Altijd een avontuur (1)

Welk kabinet er over enige tijd ook zal worden gevormd, het zal altijd een ‘experiment’ worden. Die terechte conclusie trok podcastmaker Jaap Jansen recentelijk1). Noch een kabinet waaraan de vier ‘middenpartijen’ deelnamen, noch een minderheidskabinet van D66, VVD en CDA hebben we eerder gehad. Bovendien is de machtspositie van D66 en VVD veranderd.

Wij staan zeker opnieuw voor een ‘experiment'2); mogelijk dus een minderheidskabinet. Dat is – afgezien van het kortstondige kabinet-Colijn V in 1939 – sinds 1909 niet meer voorgekomen. In 1905 hadden noch liberalen, noch christendemocraten een meerderheid. Met ‘gedoogsteun’ van de sociaaldemocraten trad toen het liberale kabinet-De Meester aan. Gezien een tussentijdse crisis en de val in 1907 kon dat moeilijk als succes worden gezien. Het werd gevolgd door een jaar dat het opvolgende kabinet-Heemskerk eveneens als (christelijk) minderheidskabinet optrad. De drie christelijke partijen wonnen de verkiezingen van 1909 en daarna kon het kabinet door als meerderheidskabinet. Het enige kabinet dat Tweede Kamerverkiezingen ‘overleefde’.

De stelling is verdedigbaar dat bijna ieder kabinet in zekere zin een avontuur of 'experiment' is en was; zelfs, zoals in 1956, 1963, 1986, 1998 en 2021, als de zittende coalitie ‘door’ kon. Na de verkiezingen behield de zittende coalitie toen wel de meerderheid, maar gewijzigde verhoudingen, personen en omstandigheden zorgden voor instabiliteit en dat eindigde vaak in een crisis. In 2021 ging aan voortzetting van de coalitie bovendien een maandenlange formatie vooraf.

Stabiliteit is dan ook een relatief begrip in de Nederlandse politiek. Al regeerden partijen soms meerdere jaren achtereen, er waren net zo zeer geregeld crises. In het Interbellum in 1921, 1923, 1925, 1933, 1935 en 1939 en na 1945 in 1951, 1955, 1958, 1961, 1965, 1966, 1972, 1977, 1982, 1989, 1999, 2002, 2005, 2006, 2010, 2012 en 2023. Een kabinet als Van Agt II, dat in Tweede en Eerste Kamer respectievelijk op 109 en 60 zetels steunde, was niettemin één van de minst stabiele. Wel compenseerde langdurige deelname van grotere partijen dat enigszins, net als bijvoorbeeld enkele langdurige ministerschappen (Drees, Mansholt, Lieftinck, Luns, Zijlstra, De Koning, Lubbers, Zalm, Balkenende, Rutte).

Kabinetten zonder een crisis of dreigende crises waren een uitzondering, net als kabinetten die de rit uitzaten.

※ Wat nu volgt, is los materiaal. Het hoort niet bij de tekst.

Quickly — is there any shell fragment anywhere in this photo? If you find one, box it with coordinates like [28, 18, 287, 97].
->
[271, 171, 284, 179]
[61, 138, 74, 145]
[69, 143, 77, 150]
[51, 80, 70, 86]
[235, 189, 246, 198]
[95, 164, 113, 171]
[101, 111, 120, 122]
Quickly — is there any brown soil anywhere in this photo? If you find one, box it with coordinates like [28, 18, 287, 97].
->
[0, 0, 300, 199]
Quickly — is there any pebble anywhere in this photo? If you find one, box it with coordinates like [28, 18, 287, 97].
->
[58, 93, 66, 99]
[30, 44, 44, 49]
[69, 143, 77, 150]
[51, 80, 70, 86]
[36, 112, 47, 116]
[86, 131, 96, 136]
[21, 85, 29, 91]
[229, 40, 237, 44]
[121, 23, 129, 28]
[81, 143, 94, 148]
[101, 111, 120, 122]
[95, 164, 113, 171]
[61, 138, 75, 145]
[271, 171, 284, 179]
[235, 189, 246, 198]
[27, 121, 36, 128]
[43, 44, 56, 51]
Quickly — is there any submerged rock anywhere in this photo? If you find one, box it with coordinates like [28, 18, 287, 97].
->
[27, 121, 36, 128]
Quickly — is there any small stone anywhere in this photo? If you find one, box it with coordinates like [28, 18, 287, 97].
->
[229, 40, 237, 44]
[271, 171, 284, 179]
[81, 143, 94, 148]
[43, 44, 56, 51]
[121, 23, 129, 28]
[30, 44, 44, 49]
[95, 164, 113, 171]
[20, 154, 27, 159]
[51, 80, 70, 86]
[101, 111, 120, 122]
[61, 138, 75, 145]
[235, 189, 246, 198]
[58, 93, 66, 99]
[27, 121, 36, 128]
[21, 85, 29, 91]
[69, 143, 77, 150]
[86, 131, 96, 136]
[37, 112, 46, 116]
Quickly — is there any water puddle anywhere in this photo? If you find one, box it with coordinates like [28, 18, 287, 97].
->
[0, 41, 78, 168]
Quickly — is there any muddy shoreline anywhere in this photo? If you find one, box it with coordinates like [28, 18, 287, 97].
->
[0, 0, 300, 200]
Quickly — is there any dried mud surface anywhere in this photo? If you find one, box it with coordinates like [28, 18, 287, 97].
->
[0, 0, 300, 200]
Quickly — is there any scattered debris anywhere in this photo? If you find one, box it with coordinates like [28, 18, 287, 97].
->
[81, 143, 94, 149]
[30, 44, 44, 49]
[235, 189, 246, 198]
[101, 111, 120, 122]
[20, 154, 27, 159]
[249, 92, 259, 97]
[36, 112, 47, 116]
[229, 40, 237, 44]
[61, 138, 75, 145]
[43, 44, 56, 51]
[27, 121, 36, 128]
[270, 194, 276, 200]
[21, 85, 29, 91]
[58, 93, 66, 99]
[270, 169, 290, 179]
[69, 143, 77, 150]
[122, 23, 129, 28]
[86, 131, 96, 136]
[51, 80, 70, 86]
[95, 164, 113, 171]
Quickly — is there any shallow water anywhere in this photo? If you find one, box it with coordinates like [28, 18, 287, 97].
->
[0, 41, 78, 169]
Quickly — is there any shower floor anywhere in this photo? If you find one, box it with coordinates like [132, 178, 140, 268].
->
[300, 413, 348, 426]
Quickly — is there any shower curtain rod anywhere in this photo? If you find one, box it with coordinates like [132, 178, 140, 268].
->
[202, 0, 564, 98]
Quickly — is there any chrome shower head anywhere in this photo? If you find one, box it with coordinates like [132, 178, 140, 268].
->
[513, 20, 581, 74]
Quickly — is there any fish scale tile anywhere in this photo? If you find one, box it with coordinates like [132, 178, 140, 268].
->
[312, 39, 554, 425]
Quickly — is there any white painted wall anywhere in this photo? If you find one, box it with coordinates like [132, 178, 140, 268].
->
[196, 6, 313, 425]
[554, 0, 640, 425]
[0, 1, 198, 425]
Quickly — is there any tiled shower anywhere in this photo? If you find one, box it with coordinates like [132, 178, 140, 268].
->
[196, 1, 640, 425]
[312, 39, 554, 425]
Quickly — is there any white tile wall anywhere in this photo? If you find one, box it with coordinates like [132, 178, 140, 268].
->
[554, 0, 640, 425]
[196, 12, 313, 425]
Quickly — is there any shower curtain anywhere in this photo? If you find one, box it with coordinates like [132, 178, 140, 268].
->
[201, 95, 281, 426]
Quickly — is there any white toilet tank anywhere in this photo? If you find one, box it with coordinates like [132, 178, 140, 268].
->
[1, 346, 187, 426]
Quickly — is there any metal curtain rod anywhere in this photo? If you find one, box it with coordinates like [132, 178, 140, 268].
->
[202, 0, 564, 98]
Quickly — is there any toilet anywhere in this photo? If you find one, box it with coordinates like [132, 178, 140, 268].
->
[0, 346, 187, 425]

Het kabinet-Den Uyl (1973-1977) deed dat bijna, maar was door zijn basis en samenstelling zeker een experiment. Het kan moeilijk als groot succes worden gezien [ik kom hierop in een volgende column terug]. Je zou kunnen stellen dat na 1945 alleen het kabinet-De Jong (in 1967) en -Lubbers I (in 1982) geen ‘experimenten’ waren. In 1967 herstelden de drie christendemocratische partijen en de VVD de in 1965 ontstane breuk en premier De Jong zorgde daarna voor een goed samenwerkend ‘team’. Bij Lubbers I was in 1982-1986 sprake van een koersvast kabinet van twee partijen.

Vanaf 2002 is de instabiliteit en de noodzaak om te 'experimenteren' toegenomen. Soms met 'nieuwkomers'. Dat begon met deelname van nieuwkomer LPF. Later was meestal steun van drie of vier partijen of een gedoogconstructie (2010) nodig om tot een meerderheid te komen. Het ultieme experiment was het kabinet-Schoof. Het waren geen van alle successen.

Op de vraag wat dat zegt over de ‘kansen’ van een minderheidskabinet kom ik een volgende keer terug.

Dit is de eerste van een serie van twee over problematische regeringsvorming


1) Aflevering 552 podcast Betrouwbare Bronnen: 'Formeren in versplinterd en blokkerend Den Haag
2) Het begrip ‘experiment’ werd gerelateerd aan de verkiezingsleuze van Konrad Adenauers CDU in 1957 ‘Keine Experimente’. De partij won en Adenauer bleef aan de macht.